The entire wetsuit is built with Yamamoto #40 neoprene—the most flexible wetsuit rubber—and, as expected, the arms are extremely mobile. While it isn’t the only high-end suit with flexible arms, the Freak of Nature’s ability to flex and move with the entire body (not just with the shoulders) is completely unique.
Lance Armstrong swam in a Freak of Nature when he raced Xterra triathlon last fall because it “felt the most natural” of the suits he had tried. Our testers had a similar experience. The Freak of Nature’s shape is identical to the rest of Tyr’s line, but this suit fits differently than the others. The Yamamoto #40 neoprene torso conforms to the swimmer instead of compressing the body to match the suit. Although other suits have exceptionally flexible arms, the Freak of Nature has an unprecedented ability to mold to the swimmer, which erases potential imperfections in each individual fit.

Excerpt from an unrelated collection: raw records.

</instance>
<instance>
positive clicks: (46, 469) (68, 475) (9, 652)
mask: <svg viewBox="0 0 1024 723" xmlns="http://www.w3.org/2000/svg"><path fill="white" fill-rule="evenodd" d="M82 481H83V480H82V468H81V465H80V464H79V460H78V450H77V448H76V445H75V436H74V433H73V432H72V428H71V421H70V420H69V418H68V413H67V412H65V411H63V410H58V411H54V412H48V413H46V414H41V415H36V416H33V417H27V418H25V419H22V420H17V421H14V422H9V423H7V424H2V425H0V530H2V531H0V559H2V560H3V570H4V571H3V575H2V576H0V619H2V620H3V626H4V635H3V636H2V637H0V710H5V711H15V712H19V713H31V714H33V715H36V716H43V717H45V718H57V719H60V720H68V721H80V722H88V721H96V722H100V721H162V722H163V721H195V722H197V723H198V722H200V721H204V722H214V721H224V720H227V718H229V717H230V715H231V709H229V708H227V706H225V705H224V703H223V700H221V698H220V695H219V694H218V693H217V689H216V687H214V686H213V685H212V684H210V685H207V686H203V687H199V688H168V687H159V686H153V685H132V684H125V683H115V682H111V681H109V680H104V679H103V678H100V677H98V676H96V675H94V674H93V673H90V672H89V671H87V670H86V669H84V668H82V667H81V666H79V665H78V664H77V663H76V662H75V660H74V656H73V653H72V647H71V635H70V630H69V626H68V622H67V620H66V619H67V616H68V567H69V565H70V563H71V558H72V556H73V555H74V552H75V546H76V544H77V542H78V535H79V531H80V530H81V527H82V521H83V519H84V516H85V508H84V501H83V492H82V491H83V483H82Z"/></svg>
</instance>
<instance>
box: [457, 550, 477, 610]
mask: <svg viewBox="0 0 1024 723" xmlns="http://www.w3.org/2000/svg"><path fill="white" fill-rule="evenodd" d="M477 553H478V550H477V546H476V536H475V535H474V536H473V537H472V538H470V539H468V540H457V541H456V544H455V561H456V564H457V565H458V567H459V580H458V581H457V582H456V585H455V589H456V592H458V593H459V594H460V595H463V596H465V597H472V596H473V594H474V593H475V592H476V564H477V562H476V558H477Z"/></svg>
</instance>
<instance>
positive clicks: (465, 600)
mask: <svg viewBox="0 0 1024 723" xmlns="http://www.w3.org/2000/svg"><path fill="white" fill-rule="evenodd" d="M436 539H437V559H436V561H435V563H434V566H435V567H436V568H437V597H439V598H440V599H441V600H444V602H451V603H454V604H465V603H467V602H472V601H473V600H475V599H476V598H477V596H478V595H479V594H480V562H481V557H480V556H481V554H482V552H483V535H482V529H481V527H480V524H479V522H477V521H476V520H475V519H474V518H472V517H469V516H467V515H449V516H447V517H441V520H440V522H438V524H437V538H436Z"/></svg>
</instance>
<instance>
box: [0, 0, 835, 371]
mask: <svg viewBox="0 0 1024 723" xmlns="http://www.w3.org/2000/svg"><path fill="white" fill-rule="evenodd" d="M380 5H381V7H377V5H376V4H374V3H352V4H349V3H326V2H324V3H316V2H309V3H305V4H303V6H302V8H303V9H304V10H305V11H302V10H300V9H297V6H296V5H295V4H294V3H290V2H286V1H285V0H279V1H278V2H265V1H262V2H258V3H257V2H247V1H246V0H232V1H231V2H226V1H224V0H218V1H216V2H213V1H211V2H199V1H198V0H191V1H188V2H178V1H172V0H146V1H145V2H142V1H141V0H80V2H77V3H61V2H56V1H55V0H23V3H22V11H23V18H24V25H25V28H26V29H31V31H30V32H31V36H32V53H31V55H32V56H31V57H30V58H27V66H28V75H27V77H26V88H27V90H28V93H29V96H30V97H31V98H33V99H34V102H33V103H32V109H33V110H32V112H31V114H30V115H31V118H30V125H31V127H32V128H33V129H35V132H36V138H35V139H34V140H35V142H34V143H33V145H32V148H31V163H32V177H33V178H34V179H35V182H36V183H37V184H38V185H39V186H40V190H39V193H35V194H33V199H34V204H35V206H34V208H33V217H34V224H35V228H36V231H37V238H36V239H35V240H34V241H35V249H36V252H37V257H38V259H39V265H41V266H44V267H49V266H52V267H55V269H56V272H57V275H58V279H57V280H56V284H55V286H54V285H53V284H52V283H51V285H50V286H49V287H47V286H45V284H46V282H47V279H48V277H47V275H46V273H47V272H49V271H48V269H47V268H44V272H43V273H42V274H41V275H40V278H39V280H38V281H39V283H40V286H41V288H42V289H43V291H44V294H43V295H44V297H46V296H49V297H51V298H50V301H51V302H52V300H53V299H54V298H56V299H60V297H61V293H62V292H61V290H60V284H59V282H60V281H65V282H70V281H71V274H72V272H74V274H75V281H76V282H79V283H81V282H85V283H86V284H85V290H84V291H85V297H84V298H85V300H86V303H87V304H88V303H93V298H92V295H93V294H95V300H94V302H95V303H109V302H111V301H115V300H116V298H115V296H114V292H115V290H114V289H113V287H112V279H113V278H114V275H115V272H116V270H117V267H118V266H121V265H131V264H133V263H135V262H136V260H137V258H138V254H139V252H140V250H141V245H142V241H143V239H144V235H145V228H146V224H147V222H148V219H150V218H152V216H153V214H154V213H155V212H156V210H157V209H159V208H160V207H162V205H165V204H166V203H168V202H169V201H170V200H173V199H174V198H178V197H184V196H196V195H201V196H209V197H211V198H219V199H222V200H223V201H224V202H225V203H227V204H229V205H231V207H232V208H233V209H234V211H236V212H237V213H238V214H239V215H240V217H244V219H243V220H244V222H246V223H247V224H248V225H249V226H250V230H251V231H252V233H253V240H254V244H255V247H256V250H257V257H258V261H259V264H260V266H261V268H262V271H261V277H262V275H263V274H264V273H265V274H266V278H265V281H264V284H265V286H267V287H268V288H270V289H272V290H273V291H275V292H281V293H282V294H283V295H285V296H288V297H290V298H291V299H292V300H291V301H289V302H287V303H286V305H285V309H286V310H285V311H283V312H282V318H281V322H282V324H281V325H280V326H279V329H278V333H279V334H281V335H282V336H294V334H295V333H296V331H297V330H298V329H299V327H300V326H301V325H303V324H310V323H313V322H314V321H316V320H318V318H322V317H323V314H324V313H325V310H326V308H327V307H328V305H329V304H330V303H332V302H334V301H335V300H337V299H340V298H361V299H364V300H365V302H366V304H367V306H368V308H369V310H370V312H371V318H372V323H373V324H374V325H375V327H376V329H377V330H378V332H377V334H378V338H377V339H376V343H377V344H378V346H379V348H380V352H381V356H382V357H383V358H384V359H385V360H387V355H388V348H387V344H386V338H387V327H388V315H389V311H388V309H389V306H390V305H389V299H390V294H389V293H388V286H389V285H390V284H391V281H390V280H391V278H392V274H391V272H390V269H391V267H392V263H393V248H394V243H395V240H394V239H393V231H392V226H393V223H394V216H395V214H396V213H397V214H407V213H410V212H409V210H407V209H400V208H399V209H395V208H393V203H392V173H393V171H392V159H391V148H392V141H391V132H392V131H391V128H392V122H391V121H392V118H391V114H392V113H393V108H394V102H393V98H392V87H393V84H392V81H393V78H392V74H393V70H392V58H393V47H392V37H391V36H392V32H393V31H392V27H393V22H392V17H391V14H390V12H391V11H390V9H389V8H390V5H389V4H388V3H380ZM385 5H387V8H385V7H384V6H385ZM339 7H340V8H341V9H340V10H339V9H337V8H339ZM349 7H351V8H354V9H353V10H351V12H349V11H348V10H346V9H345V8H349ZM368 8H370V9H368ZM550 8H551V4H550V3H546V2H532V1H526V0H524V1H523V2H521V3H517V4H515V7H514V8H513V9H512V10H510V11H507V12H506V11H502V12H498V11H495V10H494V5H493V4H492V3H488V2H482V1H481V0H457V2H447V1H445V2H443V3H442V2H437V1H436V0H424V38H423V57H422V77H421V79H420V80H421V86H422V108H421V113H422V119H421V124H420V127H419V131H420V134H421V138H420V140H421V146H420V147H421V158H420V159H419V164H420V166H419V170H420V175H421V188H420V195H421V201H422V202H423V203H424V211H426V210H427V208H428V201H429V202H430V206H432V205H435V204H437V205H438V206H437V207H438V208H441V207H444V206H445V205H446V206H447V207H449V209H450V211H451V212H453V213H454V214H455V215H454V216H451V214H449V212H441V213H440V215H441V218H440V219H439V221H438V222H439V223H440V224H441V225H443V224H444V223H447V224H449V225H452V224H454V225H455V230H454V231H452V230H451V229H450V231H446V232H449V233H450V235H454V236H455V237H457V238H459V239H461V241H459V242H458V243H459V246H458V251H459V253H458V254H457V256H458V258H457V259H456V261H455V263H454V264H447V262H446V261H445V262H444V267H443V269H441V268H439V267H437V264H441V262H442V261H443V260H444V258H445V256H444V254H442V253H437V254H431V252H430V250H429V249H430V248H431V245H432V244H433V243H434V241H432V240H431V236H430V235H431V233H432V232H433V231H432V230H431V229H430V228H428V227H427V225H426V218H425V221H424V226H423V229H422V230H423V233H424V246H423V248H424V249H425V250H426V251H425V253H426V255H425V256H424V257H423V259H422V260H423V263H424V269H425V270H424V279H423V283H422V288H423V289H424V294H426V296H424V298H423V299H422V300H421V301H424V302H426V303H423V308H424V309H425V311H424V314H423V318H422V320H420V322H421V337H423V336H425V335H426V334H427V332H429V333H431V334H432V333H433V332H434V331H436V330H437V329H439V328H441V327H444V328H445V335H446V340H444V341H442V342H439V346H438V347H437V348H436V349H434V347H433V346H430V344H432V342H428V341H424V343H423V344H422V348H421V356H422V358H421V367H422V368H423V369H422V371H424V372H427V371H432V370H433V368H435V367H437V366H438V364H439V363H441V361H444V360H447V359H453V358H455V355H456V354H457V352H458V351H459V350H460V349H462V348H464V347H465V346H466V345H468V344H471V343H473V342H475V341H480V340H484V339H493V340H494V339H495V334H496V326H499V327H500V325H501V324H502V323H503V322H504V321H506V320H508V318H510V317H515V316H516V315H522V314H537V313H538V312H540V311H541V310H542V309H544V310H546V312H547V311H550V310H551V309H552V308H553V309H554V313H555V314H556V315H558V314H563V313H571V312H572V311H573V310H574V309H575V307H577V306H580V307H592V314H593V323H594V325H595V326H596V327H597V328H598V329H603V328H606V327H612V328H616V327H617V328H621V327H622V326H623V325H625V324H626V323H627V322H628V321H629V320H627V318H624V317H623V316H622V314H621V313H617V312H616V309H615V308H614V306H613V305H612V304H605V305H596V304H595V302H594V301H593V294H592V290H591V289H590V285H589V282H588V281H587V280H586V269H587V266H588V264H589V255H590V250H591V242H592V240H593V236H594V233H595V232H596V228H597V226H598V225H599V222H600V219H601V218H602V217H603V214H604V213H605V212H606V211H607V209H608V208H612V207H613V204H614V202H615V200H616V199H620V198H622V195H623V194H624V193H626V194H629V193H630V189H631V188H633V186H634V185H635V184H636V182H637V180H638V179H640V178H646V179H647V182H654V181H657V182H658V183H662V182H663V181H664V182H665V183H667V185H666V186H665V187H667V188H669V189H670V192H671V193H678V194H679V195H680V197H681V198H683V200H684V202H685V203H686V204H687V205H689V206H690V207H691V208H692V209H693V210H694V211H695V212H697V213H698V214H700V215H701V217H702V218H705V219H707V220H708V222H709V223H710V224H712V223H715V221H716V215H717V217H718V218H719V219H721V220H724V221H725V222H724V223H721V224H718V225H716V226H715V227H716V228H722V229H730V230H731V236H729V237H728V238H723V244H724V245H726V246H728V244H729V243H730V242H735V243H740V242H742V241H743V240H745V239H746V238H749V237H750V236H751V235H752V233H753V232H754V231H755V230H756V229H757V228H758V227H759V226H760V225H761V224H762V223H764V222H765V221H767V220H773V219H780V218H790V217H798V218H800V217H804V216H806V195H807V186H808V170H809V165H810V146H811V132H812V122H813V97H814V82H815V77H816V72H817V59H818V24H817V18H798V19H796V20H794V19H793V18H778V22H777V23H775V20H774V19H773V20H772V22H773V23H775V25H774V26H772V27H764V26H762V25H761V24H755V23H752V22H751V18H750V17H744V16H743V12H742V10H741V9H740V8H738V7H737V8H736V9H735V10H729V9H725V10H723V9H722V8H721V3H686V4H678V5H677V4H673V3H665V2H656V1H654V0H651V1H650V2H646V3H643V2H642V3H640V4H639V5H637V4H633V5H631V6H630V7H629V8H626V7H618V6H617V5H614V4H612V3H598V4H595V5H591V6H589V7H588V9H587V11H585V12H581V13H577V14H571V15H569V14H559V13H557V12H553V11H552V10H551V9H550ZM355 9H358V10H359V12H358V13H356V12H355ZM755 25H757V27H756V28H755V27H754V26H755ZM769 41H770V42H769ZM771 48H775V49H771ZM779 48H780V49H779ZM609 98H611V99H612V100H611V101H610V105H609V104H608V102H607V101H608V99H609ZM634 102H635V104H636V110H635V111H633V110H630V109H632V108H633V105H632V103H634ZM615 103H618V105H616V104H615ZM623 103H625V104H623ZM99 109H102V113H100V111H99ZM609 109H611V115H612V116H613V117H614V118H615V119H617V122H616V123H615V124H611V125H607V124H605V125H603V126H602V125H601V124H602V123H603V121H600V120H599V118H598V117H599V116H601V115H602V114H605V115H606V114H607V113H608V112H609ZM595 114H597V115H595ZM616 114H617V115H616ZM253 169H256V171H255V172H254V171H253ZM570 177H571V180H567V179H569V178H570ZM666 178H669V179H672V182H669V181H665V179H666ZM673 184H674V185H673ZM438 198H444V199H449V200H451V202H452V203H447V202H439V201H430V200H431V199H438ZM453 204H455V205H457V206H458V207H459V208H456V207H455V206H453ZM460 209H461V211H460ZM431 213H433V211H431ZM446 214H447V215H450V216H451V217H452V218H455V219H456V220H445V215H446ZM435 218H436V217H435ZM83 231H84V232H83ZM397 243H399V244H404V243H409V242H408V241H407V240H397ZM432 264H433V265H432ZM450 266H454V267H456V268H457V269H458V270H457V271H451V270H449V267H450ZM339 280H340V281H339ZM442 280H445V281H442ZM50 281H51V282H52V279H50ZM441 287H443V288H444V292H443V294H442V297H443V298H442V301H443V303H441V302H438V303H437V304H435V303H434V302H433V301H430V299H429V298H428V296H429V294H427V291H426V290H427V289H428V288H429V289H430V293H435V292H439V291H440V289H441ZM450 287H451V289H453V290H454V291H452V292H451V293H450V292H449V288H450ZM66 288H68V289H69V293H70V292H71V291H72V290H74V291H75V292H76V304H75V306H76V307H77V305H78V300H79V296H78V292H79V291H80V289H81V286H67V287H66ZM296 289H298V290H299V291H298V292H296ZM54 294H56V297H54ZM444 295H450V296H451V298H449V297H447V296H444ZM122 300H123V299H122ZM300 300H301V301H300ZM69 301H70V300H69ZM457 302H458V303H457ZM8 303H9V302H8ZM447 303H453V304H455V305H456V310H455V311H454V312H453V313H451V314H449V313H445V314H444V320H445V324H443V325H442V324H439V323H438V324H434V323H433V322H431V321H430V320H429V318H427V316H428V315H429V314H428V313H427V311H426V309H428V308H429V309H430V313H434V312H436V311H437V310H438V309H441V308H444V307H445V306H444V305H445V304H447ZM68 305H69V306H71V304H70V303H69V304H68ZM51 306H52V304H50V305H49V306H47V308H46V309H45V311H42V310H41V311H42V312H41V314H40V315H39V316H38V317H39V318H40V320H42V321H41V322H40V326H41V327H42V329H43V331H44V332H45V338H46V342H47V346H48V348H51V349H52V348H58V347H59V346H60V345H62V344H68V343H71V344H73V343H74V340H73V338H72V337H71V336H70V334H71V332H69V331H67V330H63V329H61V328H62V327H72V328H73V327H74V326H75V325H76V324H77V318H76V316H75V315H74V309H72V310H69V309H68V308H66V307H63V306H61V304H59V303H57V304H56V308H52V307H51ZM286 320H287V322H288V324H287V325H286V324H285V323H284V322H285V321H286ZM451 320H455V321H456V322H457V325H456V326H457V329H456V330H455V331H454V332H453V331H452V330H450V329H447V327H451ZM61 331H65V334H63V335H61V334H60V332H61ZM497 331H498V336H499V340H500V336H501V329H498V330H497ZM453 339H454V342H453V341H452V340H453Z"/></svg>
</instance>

Most wetsuits, including the Freak of Nature, have thin panels of neoprene under the armpit to minimize resistance against arm extension, but these slender segments aren’t as buoyant as the thicker panels at the center of the body. As a swimmer rotates onto his or her side to start a stroke, these thin panels are pressed into the water, causing a suit to become slightly less buoyant. The Freak of Nature counteracts this buoyancy issue with incredible efficiency. It has large patches of ultra-buoyant aerated neoprene—neoprene with small, sealed pockets of air inside the rubber—on the outer thighs and hips. These panels plunge into the water as the swimmer rolls onto his or her side and maximize buoyancy during this all-important phase of a swim stroke. As a result, the Freak of Nature kept testers at the surface of the water through an entire swim stroke without any bobbing.
So what does $1,200 buy you? A wetsuit that conforms to—and moves naturally with—the swimmer and promotes superior buoyancy through an entire stroke.